Taken together, the above results revealed that Pi22922 stabilizes StFC-II in the cytoplasm and facilitates its accumulation in chloroplasts.

Discussion

Oomycete RxLR effectors are critical weapons for their virulence. Understanding the molecular dialogues between RxLR effectors and hosts is crucial for effective disease control. Chloroplast plays a central role in plant photosynthesis and contributes to immunity. Diverse chloroplast proteins were hijacked by pathogen effectors to facilitate their infection and proliferation [31, 32]. In this study, we found that a chloroplast protein StFC-II was targeted by RxLR effector Pi22922 (Fig. 2). FC-II is the terminal enzyme of the heme biosynthetic pathway. In addition to producing heme for photosynthetic cytochromes, FC-II also produces heme for stress responses. In A. thaliana, fc2-1 knock-down plants showed altered photosynthetic activity with abnormal growth and development. Furthermore, impairment of FC-II led to reduced sensitivity to salt and biotic stress [47]. We demonstrate that overexpression of StFC-II enhanced potato and N. benthamiana plants’ susceptibility to P. infestans while silencing NbFC-II in N. benthamiana inhibited the P. infestans colonization (Fig. 4; Fig.S7, see online supplementary material). We also found that the pathogenicity of Pi22922 partially relayed on the FC-II (Fig. 5C). Overexpression of StFC-II in potatoes inhibited both the chloroplast and cytoplasm ROS (cROS) accumulation and reduced the transcript levels of PTI marker genes (Fig. 6), which indicated decreased immunity. Thus, StFC-II could be regarded as a susceptibility factor (S factor). Our results firstly demonstrate that, besides responding to abiotic stresses, FC-II is also involved in plant immune responses.

Heme biosynthesis shares the same upstream pathway with chlorophyll biosynthesis in plant plastids. FC-II is the last enzyme of heme-producing branch biosynthetic pathway. Expression alteration of FC-II may disrupt the subtle balance of chlorophyll and heme biosynthesis, which will lead to abnormal chloroplast metabolism, plant growth, and development, resulting in damage to the whole plant. Impaired expression of FC-II in Arabidopsis leads to stunted plants, reduced chlorophyll content, leaf necrosis, and decreased photosynthetic rate [46, 47]. The leaves of N. bentamiana FC-II RNAi lines turned pale green in the later stage (Fig. S9, see online supplementary material), which is similar to the Arabidopsis fc-II mutants [47]. However, we found that transgenic potato lines overexpressing StFC-II-HA showed increased heme content, reduced chlorophyll content, decreased photosynthetic rate, and plant height (Fig. 4B and C), indicating that overexpressing StFC-II disrupted the balance of chlorophyll and heme biosynthesis, which leads to the abnormal plant growth.

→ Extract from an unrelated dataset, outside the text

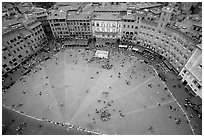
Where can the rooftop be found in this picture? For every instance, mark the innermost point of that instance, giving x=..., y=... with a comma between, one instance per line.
x=61, y=13
x=107, y=16
x=103, y=8
x=130, y=17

It is well known that excessive ROS accumulation could cause plant cell death at the infection site to hinder the nutrient uptake for the growth and development of the biotrophic and semi-biotrophic pathogens [52]. Previous research has shown that pathogen effectors target different photosynthesis components to reduce photosynthetic efficiency, ROS accumulation, and plant basal defense. P. syringae effector HopN1 interactes with PsbQ, a member of the oxygen-evolving complex of photosystem II (PSII), and cleaves it, thereby reducing cROS generation, callose formation and inhibiting cell death [36]. Wheat stripe rust fungus effector Pst_12806 interacts with the wheat TaISP protein, a putative component of the cytochrome b6-f complex, to attenuate photosynthetic rate, decrease ROS accumulation and inhibit plant defenses [38]. PsbP (oxygen-evolving enhancer 2) was targeted and stabilized by P. viticola effector RxLR31154, thereby inhibiting ROS production in grapevine [39]. We revealed that overexpression of StFC-II repressed both the cROS and cytoplasm ROS accumulation in potato and N. benthamiana (Fig. 6A and B). We supposed that the balance disruption of chlorophyll and heme biosynthesis affects photosynthesis. Photosynthesis could provide carbon skeleton, energy, reducing power for the synthesis of defense-related signaling molecules or their precursors such as SA, ABA, ET, JA precursor, ROS and.NO. Reduced photosynthetic rate in StFC-II OE transgenic plants may weaken the cROS production and synthesis of defense-related signaling molecules, that in turn attenuates cytoplasm and nuclear immune responses.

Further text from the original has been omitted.